Marquette Regional History Center will host Houghton hockey history talk
Hockey may be Canada’s national game, but the first professional hockey league in the world began in the city of Houghton. If that tickles your fancy, there’s plenty more to learn about how the sport started, thanks to a professor in the area.
Michigan Tech professor Bill Sproule has been teaching a hockey history class for more than ten years. The Marquette Regional History Center will host him on Wednesday night for a presentation called ‘Houghton: the Birthplace of Professional Hockey’.
Sproule says the father of professional hockey was Doc Gibson, who was suspended from the Ontario Hockey Association in the late 1800s for being paid to play the sport. Gibson made his way to the Copper Country and came up with an idea.
“And Gibson said, ‘I can recruit a few of my other colleagues from Canada’, and they said, ‘let’s pay players to play hockey’,” Sproule said. “So, in 1903, that was the first professional hockey team, and then the following summer, they set up the first professional hockey league where all the players were paid to play hockey.”
Sproule added that much has changed since then, from rules to roster sizes.
“The equipment was, naturally, quite different,” he said. “Goalies were not allowed to go down to make a save. Goalies had to remain standing. If they went down, they got a penalty.”
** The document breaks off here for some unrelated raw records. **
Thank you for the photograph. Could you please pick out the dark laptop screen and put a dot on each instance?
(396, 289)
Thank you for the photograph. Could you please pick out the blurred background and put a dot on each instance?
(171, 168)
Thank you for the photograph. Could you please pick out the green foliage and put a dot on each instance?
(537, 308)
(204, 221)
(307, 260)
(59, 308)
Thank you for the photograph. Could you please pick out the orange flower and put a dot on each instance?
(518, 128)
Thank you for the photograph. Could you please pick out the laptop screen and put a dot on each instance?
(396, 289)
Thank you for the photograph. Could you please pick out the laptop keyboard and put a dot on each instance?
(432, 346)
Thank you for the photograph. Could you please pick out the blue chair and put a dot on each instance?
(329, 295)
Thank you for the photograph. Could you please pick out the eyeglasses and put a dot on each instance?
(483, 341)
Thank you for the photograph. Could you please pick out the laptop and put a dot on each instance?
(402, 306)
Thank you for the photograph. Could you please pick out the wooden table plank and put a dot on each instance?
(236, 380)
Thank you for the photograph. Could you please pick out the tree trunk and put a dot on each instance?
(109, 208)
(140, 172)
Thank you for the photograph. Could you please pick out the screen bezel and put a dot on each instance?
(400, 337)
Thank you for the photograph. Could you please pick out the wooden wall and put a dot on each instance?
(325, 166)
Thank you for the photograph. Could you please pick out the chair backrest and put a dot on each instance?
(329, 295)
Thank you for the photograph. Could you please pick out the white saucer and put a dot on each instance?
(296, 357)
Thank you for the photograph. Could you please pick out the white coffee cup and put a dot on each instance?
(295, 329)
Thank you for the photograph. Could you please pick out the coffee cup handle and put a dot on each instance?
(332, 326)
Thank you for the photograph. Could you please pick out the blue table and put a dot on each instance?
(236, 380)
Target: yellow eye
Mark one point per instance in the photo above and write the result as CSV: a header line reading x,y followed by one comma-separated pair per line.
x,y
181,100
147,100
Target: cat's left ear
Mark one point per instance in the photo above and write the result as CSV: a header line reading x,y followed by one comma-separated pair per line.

The International Hockey League was the first professional hockey league ever formed, and in its brief three-year run, it featured teams from Houghton, Calumet and even Pittsburgh, among other cities. Sproule says Houghton clearly has a strong historical impact on hockey.
“Well, I think it’s just nice to say you’re the first at anything, and it has really raised the awareness of hockey and the hockey history,” Sproule said.